Starred Up (film)

Starred Up (Directed by David Mackenzie)/2014

Starred Up is a movie about the futility of the justice system. We send people to prison, they lose contact with their children, they become part of the prison-culture, their children are brought up without a parent, and the children join their parent(s) in prison.

The cold emotional/psychological reality that prisoners inhabit is manifested by Starred Up’s cinematography and music. The lighting is dark and there is no music. The clothes are grey and the buildings bland. Viewers are forced into the sensory experience of what prison would feel like. Viewer sensory arousal comes due to the anger and hatred that prisoners express on a continuous basis: the sensations we are made to feel are not pleasurable, but exhilarating in a dangerous, chaotic way.

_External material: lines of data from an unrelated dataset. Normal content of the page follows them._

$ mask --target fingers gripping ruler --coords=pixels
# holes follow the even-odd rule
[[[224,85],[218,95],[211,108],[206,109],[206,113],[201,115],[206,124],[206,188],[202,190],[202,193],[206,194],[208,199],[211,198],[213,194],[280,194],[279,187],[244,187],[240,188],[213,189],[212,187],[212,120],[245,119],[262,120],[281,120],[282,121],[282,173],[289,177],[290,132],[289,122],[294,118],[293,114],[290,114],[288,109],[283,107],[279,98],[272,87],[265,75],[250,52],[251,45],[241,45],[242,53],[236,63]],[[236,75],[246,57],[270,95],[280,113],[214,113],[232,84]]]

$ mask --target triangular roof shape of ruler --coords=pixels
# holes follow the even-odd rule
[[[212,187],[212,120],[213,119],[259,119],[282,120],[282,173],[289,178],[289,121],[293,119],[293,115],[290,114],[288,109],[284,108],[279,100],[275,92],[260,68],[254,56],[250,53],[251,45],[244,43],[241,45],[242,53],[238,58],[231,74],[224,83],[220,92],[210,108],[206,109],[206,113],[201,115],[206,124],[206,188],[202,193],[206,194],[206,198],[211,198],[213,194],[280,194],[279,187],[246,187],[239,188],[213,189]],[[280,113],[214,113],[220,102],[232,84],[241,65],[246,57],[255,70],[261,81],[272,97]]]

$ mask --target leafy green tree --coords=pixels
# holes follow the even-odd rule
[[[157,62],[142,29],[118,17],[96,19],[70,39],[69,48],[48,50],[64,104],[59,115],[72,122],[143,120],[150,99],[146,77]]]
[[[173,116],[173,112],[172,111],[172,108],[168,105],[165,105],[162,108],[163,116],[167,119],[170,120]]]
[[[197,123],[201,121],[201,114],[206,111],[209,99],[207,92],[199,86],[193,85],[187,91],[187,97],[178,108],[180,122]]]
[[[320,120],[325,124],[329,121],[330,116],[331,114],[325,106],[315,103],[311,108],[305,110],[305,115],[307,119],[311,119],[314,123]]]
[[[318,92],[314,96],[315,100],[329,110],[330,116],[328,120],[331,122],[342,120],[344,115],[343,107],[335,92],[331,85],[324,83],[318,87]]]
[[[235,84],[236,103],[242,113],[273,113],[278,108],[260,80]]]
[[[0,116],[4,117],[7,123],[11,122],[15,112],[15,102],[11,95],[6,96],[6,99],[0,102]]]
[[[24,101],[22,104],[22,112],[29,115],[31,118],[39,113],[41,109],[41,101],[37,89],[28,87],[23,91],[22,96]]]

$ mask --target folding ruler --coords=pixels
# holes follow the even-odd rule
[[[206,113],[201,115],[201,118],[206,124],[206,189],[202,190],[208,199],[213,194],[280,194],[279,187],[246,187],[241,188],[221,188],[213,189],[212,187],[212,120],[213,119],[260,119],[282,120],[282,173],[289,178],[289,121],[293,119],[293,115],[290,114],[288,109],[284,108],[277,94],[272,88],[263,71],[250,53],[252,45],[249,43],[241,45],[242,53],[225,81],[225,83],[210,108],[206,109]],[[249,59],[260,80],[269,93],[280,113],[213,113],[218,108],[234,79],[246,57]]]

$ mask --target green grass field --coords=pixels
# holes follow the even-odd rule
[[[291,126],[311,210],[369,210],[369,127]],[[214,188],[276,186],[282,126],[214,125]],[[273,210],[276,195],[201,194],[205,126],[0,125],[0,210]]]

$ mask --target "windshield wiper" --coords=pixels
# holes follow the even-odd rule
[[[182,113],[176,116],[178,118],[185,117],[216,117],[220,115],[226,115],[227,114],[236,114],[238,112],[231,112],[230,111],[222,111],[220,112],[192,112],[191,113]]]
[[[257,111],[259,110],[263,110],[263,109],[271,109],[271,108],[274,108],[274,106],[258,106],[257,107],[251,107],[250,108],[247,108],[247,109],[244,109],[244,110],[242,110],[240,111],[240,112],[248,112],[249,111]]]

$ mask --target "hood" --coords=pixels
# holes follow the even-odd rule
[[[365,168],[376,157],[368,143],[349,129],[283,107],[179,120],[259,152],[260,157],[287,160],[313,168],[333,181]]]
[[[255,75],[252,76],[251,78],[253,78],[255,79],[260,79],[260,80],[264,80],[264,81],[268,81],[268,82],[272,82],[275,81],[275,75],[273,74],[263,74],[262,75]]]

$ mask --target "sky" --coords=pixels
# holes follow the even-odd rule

The movie focuses on the movement of an angry British man named Eric Love (Jack O’Connell) from the youth ward into the adult prison. This is what the term Starred Up means. He clearly has antisocial personality disorder, and his only enjoyment in life seems to be pressing back against any kind of authority: perceived or otherwise. As the movie plays out it becomes clear that much of this rage comes from the troubled relationship he shares with his father Neville Love (Ben Mendelsohn), who is in the same prison ward.

The other central aspect to the movie is the attempt of a psychologist to help the prisoners with their anger. The classes appear to help some of the prisoners to a small extent. The point being that no matter how broken prisoners are they can improve; but improvements take time and the changes will often be small.

The relationship between the prison management and the psychologist is one of the weak points of the movie. Rather than presenting the prison management as not promoting rehabilitative services due to fiscal restraints or jadedness, Starred Up instead shows them as aggressively thwarting any attempts at rehabilitation. Prison management is presented in a one-sided and over the top fashion. This betrays the broader realism of the movie.

The movie finishes with a somewhat positive message of family affection staying strong regardless of what is said and done. I’m uncertain whether this message works in the midst of all that happens. Is the movie saying that this is a silver lining to all the other trauma and loss? Without going into detail, I feel that the movie once more plays against itself. If this part of the movie is taken as realistic (which is doubtful), it is pointless as it presents something that is supposed to be positive but without any tangible results for those involved. It is a whimpering, limp positive message that is simultaneously incongruous with the rest of the movie.

My verdict of this movie is that  it loses its identity as it progresses. The lighting and sound captures the bleak emotional landscape of the individuals that inhabit the prison. The prisoners are presented in a realistic fashion; individuals with both strengths and weakness: prone to violence but also at times able to reflect and change. The psychologist likewise has his own anger issues, and does not manage to cure the prisoners of their demons through some therapeutic magic. Yet at times Starred Up falls into exaggerations and black-and-white portrayals of characters. It is a movie that is brutally realistic but often falls into clich√©.